By Drew Johnson
EMS1 Editor
These days, EMS has a lot going against it.
In the current system, many agencies suffer under huge stressors caused by a range of issues, many of which could be alleviated by a move to a mobile healthcare model of EMS, according to a session led by Chief Dennis Murphy — former EMS Committee Chair at IAFC – at Fire-Rescue Med in Las Vegas.
Chief Murphy says inefficiency caused by dealing with non-emergency calls, a reduction in Medicare and Medicaid reimbursements, budget cuts at the local and national levels, anti-labor laws, and growth in competition are just several of the factors putting terrific strains on some agencies.
His proposed mobile healthcare solution would restructure the way healthcare is delivered, creating a dual model that addresses patients who need to be treated and released separately from those who need transport to the hospital.
“It’s a comprehensive system of healthcare designed to deliver all types of episodic mobile medical care and transport, including EMS, but not chronic care,” Murphy said.
The mobile healthcare model would do everything from providing medical advice all the way up to mobile transport.
The goal model is to provide just the right level of healthcare for each patient, matching the care to their needs, and not “over-triaging,” Murphy said.
He explained that, too often, responders are called out to help patients that could easily have been treated over the phone by their doctor or a registered nurse.
“The classic example is the patient who needs pain medicine,” he said. “They go to bed at level four on the pain scale and wake up at level eight.
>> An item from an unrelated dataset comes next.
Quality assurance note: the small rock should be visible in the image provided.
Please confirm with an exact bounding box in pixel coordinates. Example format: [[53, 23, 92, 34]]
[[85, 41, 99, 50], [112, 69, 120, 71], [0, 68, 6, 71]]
They want their pain pill and they call 911 so they can go to the emergency room and get their medicine, which is of course a huge waste.”
In the mobile healthcare model, the patient could dial a seven-digit number (instead of 911) and a mobile primary care unit would be dispatched to their home. The dispatcher is still at the heart of the operation (the “nerve center,” Murphy said) so they are able to switch the call over to emergency if the case becomes worse.
The obvious benefit is that the patient gets the care they need, and nothing more, without an unnecessary cost to the hospital or the EMS agency.
The model speaks to a difference in culture between EMS and primary care. Where responders are trained to treat the patients and transport them to the hospital, “registered nurses are trained to treat and release, whenever safe, not treat and transport,” Murphy said.
The system would alleviate a pervasive problem that many agencies now face. Under new Medicare and Medicaid rules, if EMS agencies receive no payment for a patient they treat and don’t take to the hospital, Murphy said. It’s a regulation that has taken many agencies to the brink of closure.
The mobile healthcare model would be paid for on a membership basis, where people within a community pay a monthly fee that guarantees them whatever level of care is necessary. (Murphy pointed to FireMed as a working system.)
The point of the model is not necessarily to move people away from going to the doctor, Murphy said. The point is to simply make sure they’re receiving the appropriate level of care.
“I’m trying to get people to the doctor, not cut them off,” he said. “But only when they need to go, and never when they don’t”
The mobile healthcare model is pretty radical, and some in EMS may balk at the idea that their service will become de facto primary care. To this point, Murphy says, “People are turning EMS into a primary care system anyway. I say, let’s give it to them.”